UU Cipta Kerja

Taktik Lain Perlu Dijajal saat Memprotes Pemerintah: Pembangkangan Sipil

Pandemi corona membuat unjuk rasa anti-UU Cipta Kerja dituding memicu klaster baru dan kekerasan. Akademisi UGM menilai massa perlu melirik aksi simbolis.
Taktik Pembangkangan Sipil Jadi Alternatif Cara Menolak UU Cipta Kerja
MAHASISWA MEMBAWA POSTER MENOLAK UU CIPTA KERJA DALAM UNJUK RASA DI KABUPATEN TANGERANG. FOTO OLEH FAJRIN RAHARJO/AFP

Pengesahan Undang-undang Cipta Kerja oleh tujuh fraksi di DPR RI terus menyulut kemarahan publik. Sejak Selasa (6/10) hingga Kamis (8/10), unjuk rasa melibatkan puluhan ribu orang, dari elemen buruh, mahasiswa, petani, hingga pelajar berlangsung di berbagai kota besar Indonesia. Massa juga menggelar aksi di sekitar Istana Negara, Jakarta, sekalipun Presiden Joko Widodo sedang berada di Kalimantan Tengah.

Iklan

Kericuhan mewarnai demonstrasi di beberapa kota, berujung penangkapan peserta aksi. Mengingat angka masih simpang siur, diperkirakan lebih dari 100 demonstran ditangkap aparat di Bandung, Semarang, maupun Jakarta. Korban luka juga berjatuhan. Di Bandar Lampung, polisi menginformasikan ada 26 massa aksi, 11 polisi dan satu TNI yang dirawat di rumah sakit akibat kericuhan pada 7 Oktober 2020.

Selain unjuk rasa, upaya menggagalkan Omnibus Law juga gencar disuarakan lewat media sosial. Tagar yang berkaitan dengan penolakan terhadap legislasi itu meroket sampai menjadi trending topic dunia. Dalam 24 jam terakhir, muncul tagar #MahasiswaBergerak yang diasosiasikan dengan panggilan untuk demonstrasi. Menurut analisis Drone Emprit, mayoritas yang mendengungkannya adalah netizen remaja hingga yang berusia 30-an tahun. 

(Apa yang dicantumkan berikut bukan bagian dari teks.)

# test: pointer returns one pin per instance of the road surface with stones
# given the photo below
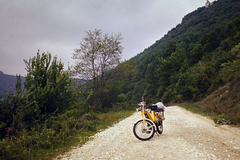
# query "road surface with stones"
(185, 136)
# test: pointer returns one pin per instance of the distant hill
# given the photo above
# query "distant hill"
(7, 82)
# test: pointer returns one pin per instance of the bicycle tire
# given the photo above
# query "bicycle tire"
(159, 126)
(145, 132)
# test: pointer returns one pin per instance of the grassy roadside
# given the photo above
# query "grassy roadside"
(219, 119)
(105, 120)
(65, 133)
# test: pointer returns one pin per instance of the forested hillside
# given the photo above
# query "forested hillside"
(7, 82)
(193, 59)
(198, 61)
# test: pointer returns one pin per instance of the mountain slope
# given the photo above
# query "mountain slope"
(7, 82)
(192, 59)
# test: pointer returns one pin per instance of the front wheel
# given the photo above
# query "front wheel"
(144, 131)
(159, 127)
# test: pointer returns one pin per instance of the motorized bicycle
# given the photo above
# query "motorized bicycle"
(151, 122)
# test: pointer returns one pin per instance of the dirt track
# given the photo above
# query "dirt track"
(185, 136)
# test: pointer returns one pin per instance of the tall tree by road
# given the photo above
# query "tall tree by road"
(97, 55)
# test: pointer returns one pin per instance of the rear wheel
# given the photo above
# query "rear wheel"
(144, 131)
(159, 127)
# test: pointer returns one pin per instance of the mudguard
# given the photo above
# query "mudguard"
(149, 120)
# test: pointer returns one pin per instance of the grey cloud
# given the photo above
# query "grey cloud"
(58, 26)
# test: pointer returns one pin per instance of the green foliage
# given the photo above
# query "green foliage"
(185, 85)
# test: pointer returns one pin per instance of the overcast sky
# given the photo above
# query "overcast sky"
(58, 26)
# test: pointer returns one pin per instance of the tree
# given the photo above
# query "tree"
(97, 55)
(51, 87)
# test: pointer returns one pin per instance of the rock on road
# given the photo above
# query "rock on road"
(185, 136)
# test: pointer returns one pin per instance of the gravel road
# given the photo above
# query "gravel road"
(185, 136)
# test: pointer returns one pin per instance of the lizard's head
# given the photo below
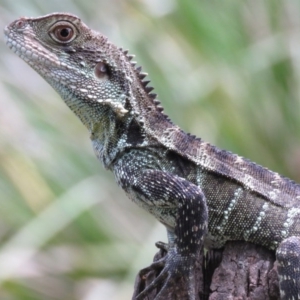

Berlangsungnya unjuk rasa, yang disusul kericuhan serta bentrokan, memecah opini publik. Sebagian mendukung dan menganggapnya hak demokratis masyarakat menolak kebijakan pemerintah macam omnibus law yang ditetapkan serampangan. Sebaliknya, ada juga pendapat netizen di Twitter atau Instagram yang mengkritik unjuk rasa ini karena berisiko memicu klaster penularan baru Covid-19.

Pemerintah sendiri mulai membuat narasi bahwa demonstrasi ini diongkosi oleh politikus tertentu, mendiskreditkan ketulusan partisipasi peserta aksi.

“Sebetulnya pemerintah tahu siapa behind demo itu. Kita tahu siapa yang menggerakkan, kita tahu siapa sponsornya. Kita tahu siapa yang membiayainya,” kata Menteri Koordinator bidang Perekonomian Airlangga Hartarto saat diwawancarai CNBC Indonesia. “Tokoh-tokoh intelektual ini saya lihat mempunyai, dalam tanda petik, ego sektoralnya yang cukup besar. Karena para tokoh ini tidak ada di lapangan, mereka adalah di balik layar.”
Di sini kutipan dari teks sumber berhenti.